In this graph we see that as the age of the students in this secondary school increases, so does the level of weekend alcohol consumption.
ggplot(student)+
geom_smooth(aes(x = age, y = Walc), color= "cyan", fill = "blue") + geom_smooth(aes(x = age, y = Dalc), color= "aqua marine1", fill = "black") + theme_solarized()
ggplotly()
This graph displays that as weekend alcohol levels increase to around moderate range so do absences, then it begins to taper down interestingly.
library(ggplot2)
ggplot(student)+
geom_smooth(aes(x = absences, y = Walc), color= "cyan", fill = "blue") + geom_smooth(aes(x = absences, y = Dalc), color= "Aqua Marine1", fill = "black") + theme_dark() + scale_colour_stata()
ggplotly()
plot(absences ~ Walc, data = student)
plot(absences ~ age, data = student)
plot(absences ~ sex*Walc, data = student)

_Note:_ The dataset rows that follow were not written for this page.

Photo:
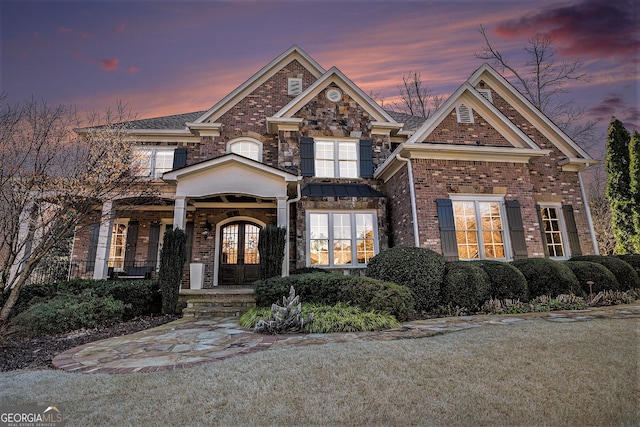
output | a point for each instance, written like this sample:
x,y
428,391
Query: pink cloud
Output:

studentlm <- lm(absences ~ Walc, data = student)
library(visreg)
visreg(studentlm)
In this particular secondary school, females tend to be more absent than males.
ggplot(student)+
geom_smooth(aes(x = absences, y = sex), color= "cyan", fill = "blue") + theme_dark()
ggplotly()
In this secondary school as age increases so does absences.
g2 <- ggplot(student, mapping = aes(x = age, y = absences))

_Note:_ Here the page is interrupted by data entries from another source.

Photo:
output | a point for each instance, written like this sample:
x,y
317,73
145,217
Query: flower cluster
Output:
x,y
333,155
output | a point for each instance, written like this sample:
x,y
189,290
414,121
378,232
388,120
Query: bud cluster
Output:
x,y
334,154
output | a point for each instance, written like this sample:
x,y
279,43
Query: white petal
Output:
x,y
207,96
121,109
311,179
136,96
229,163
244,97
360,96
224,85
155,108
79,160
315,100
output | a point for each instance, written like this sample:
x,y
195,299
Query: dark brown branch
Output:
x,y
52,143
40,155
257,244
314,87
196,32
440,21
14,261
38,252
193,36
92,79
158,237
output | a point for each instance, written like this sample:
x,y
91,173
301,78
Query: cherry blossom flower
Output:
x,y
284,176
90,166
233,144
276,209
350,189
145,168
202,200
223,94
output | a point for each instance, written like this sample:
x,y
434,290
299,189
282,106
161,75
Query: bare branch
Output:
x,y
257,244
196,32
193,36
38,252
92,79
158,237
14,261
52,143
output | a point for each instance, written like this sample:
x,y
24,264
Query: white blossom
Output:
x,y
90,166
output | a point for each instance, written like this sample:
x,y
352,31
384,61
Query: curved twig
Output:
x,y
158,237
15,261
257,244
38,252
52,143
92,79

g2 <- g2 + geom_smooth(color = "aqua marine" , fill = "cyan") + theme_dark()
ggplotly(g2)
*Note I choose to utilize both static and interactive graphs solely for the purpose to show skill. My last graph is simply interactive with each individual process/code to display I can make a graph separate as well.
(Gershenson, Jacknowitz, and Brannegan 2017) (Chang 2012) (Maindonald and Braun 2010)

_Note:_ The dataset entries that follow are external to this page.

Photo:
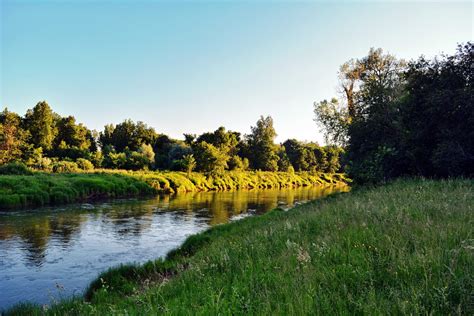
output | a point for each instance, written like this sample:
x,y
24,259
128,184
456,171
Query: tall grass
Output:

Chang, Winston. 2012. R Graphics Cookbook. Sebastopol, CA: O’Reilly Media, Inc.
Gershenson, Seth, Alison Jacknowitz, and Andrew Brannegan. 2017. “Are Student Absences Worth the Worry in Us Primary Schools?” Education Finance and Policy. MIT Press.
Maindonald, John, and W John Braun. 2010. Data Analysis and Graphics Using R: An Example-Based Approach. Cambridge: Cambridge University Press.